Sure enough, the rich keep getting richer. In fact, a new report indicates that the income gap between rich and middle-class workers has grown—in many cases, at an astonishing pace—in nearly every major U.S. city in recent years.
According to Census data crunched by Bloomberg, the gap between America's wealthiest households (the top 5 percent of income earners) and middle-class ones (the middle-20 percent) grew in 96 of the 100 largest American metropolitan areas between 2010 and 2015.
For the U.S. as a whole, this gap widened by $58,800 from 2010 to 2015. As of 2015, someone in the top 5 percent of earners was making an average of $308,600 more than a counterpart in the middle-class.
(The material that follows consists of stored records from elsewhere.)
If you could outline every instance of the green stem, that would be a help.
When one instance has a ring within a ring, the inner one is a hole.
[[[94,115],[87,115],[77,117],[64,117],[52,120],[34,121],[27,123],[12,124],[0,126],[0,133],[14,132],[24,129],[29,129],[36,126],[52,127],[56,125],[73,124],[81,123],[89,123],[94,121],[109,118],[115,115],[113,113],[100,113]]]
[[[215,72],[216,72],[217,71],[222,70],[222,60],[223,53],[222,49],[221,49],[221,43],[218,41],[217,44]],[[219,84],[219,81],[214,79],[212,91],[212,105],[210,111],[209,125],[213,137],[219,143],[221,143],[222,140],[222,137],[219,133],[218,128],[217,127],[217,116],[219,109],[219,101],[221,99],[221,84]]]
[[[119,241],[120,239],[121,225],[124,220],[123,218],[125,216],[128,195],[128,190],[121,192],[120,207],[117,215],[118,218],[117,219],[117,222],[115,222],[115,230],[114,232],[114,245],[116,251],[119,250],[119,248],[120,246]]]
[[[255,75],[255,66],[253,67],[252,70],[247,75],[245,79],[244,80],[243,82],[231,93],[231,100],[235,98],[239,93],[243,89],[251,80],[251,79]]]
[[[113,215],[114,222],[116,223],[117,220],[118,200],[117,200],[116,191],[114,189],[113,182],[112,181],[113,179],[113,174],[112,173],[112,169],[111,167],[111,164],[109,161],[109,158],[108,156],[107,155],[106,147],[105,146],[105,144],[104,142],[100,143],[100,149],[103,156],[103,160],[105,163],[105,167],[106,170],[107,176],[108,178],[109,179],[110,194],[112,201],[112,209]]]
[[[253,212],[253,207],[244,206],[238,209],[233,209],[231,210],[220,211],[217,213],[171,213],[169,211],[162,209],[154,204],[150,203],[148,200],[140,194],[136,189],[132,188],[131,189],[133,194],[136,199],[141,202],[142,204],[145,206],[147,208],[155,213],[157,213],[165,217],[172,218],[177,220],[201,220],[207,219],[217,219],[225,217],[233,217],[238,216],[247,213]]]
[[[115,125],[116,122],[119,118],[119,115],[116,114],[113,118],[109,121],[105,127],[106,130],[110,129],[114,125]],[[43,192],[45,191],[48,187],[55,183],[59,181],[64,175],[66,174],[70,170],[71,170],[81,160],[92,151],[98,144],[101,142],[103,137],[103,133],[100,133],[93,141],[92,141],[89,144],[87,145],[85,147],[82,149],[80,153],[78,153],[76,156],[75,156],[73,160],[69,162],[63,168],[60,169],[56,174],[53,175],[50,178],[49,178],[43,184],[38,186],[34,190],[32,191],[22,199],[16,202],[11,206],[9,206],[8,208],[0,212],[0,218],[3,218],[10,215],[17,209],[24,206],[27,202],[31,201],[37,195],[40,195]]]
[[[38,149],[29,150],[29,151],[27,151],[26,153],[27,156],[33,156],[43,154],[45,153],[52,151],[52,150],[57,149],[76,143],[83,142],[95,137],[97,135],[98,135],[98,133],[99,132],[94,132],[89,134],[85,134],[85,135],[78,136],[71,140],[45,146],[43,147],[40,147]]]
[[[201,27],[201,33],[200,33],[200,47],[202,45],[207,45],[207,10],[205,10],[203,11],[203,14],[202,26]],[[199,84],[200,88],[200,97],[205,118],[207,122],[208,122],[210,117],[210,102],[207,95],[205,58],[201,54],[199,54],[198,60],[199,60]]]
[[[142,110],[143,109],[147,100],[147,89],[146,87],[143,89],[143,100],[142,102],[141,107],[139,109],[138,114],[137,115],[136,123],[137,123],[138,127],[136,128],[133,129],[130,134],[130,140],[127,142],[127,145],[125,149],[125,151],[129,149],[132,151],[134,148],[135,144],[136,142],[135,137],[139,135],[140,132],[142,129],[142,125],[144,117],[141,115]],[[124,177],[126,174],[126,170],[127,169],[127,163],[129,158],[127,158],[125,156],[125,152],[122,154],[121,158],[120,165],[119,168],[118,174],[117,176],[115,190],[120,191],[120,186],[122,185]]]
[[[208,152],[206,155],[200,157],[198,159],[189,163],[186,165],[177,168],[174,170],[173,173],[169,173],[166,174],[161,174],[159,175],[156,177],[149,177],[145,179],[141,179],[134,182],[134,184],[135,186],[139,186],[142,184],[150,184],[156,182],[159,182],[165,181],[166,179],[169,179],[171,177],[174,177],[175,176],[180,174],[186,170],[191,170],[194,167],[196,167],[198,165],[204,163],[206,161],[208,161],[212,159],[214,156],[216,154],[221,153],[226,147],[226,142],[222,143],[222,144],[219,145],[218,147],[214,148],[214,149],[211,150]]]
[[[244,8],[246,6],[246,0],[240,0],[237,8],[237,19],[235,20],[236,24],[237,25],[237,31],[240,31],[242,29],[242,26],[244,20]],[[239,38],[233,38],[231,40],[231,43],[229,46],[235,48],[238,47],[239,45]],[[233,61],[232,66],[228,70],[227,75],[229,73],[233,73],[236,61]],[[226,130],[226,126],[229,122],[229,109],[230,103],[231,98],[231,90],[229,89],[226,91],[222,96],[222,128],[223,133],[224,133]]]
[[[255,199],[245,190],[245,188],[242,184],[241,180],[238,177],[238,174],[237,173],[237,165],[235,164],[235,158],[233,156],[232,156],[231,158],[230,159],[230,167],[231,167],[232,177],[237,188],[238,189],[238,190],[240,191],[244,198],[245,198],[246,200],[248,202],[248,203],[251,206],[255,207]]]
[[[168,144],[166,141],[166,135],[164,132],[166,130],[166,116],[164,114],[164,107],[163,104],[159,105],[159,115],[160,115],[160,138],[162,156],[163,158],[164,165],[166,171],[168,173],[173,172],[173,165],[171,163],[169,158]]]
Here are the 10 cities with the biggest changes in their upper- versus middle-income gaps. In some cases, income inequality has grown so swiftly that the gap now measures around $500,000 or more:
- San Francisco: $142,300 (Size of 2015 gap: $492,00)
- San Jose: $122,100 (Size of 2015 gap: $468,600)
- Grand Rapids: $99,300 (Size of 2015 gap: $282,800)
- Austin: $97,100 (Size of 2015 gap: $357,900)
- Des Moines: $90,500 (Size of 2015 gap: $293,800)
- Seattle: $85,200 (Size of 2015 gap: $344,600)
- Bridgeport: $81,300 (Size of 2015 gap: $691,700)
- Charleston: $80,100 (Size of 2015 gap: $302,800)
- Denver: $80,000 (Size of 2015 gap: $347,100)
- Dallas: $77,700 (Size of 2015 gap: $344,000)
The gap also widened between the top 20 percent and bottom 20 percent households in all 100 metropolitan statistical areas. Here, the gap widened by $29,200, and now measures $189,600.